Com base nestas componentes, a Comissão elaborará os seus DEP de maneira progressiva: imediatamente para os países da África, das Caraíbas e do Pacífico (países ACP), numa segunda fase para as regiões da Ásia e da América Latina, para os países abrangidos pela política europeia de vizinhança e para a Rússia.

Processo de elaboração de um DEP

A programação comum deve ser um processo:

  • Flexível, capaz de se adaptar à situação dos países parceiros e dos dadores, que podem estar mais o menos preparados para uma harmonização.
  • Gradual, por etapas progressivas de integração em função da evolução da situação.
  • Aberto, não se limitando aos Estados-Membros e que possa integrar-se nos eventuais processos existentes que visam instaurar uma programação conjunta.
  • Em que o país parceiro desempenhe um papel motor na preparação e na coordenação da programação comum.
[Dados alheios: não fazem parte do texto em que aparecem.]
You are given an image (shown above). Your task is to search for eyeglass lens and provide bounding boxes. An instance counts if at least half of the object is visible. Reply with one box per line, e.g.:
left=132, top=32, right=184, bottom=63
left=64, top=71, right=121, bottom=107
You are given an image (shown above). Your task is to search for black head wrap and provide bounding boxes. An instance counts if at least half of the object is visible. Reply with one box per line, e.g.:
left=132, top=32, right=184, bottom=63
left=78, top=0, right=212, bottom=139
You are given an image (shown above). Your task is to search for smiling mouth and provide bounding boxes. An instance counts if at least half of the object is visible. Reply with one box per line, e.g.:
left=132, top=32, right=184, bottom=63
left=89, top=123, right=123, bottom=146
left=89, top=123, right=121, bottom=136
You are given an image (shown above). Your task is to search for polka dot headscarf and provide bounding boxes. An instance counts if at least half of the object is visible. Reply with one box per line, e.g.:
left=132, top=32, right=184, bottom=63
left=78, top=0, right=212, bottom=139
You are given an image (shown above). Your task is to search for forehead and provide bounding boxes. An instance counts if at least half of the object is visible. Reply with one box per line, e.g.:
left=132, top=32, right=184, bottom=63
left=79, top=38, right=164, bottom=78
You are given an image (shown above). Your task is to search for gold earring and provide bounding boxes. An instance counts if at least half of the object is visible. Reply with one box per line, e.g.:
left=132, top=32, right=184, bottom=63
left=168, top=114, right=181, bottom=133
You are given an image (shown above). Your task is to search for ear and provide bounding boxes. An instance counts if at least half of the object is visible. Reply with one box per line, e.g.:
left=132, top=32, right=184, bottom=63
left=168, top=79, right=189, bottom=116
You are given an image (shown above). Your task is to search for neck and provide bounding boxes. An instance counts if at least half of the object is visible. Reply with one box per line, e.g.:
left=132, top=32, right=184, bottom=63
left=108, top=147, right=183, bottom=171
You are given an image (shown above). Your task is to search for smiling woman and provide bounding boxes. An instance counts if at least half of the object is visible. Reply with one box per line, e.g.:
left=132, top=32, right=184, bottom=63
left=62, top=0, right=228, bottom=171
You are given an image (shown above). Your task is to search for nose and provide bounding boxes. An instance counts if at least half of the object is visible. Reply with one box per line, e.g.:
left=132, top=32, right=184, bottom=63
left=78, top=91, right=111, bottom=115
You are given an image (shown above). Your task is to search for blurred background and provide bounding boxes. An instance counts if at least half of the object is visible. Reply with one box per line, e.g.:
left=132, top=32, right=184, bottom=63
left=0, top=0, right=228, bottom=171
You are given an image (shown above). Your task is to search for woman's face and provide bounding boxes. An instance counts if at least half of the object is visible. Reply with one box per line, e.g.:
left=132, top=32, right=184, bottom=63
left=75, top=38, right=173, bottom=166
Os países que não têm capacidades para tal devem receber o apoio necessário para as desenvolver.
  • Que emane das delegações da Comissão e de outros parceiros no terreno que asseguram intercâmbios frequentes entre a sede e as representações locais.

Etapas da programação comum

A primeira etapa do processo de programação comum é uma partilha dos elementos de análise essenciais para definir uma estratégia de cooperação, ou seja:

  • A avaliação da situação política global.
  • A apreciação do contexto macroeconómico, social e ambiental do país.
  • A indicação das prioridades do país parceiro.
  • A análise dos ensinamentos da cooperação anterior, bem como da coerência das outras políticas no país parceiro.

A segunda etapa é a elaboração de uma estratégia de resposta comum através:

  • Da definição comum dos objectivos da cooperação com o parceiro.
  • Da definição dos domínios de acção, incluindo a repartição das actividades entre os parceiros (matriz financeira dos dadores).
  • De indicações sobre as dotações financeiras e sobre a análise dos riscos e os compromissos dos países parceiros assumidos de comum acordo.

ACTOS RELACIONADOS

Conclusões do Conselho sobre "Financiamento da ajuda ao desenvolvimento e eficácia da ajuda: mais, melhor e mais rápida». Conselho Assuntos Gerais e Relações Externas - 11.04.2006 [Não publicadas no Jornal Oficial]
O Conselho aprova a proposta da Comissão relativa à programação plurianual comum e adopta o modelo de referência com vista a dispor de um quadro comum para a elaboração dos documentos de estratégia por país, bem como os princípios relativos à programação plurianual comum.

Comunicação da Comissão ao Conselho e ao Parlamento Europeu, de 2 de Março de 2006, intitulada "Financiamento do desenvolvimento e eficácia da ajuda - Desafios inerentes ao reforço da ajuda da UE entre 2006-2010" [COM(2006) 85 final () - Jornal Oficial C 130 de 03.06.2006].

Comunicação da Comissão, de 2 de Março de 2006, intitulada "Ajuda da UE: Disponibilizar mais, melhor e mais rapidamente" [COM(2006) 87 final - Não publicada no Jornal Oficial].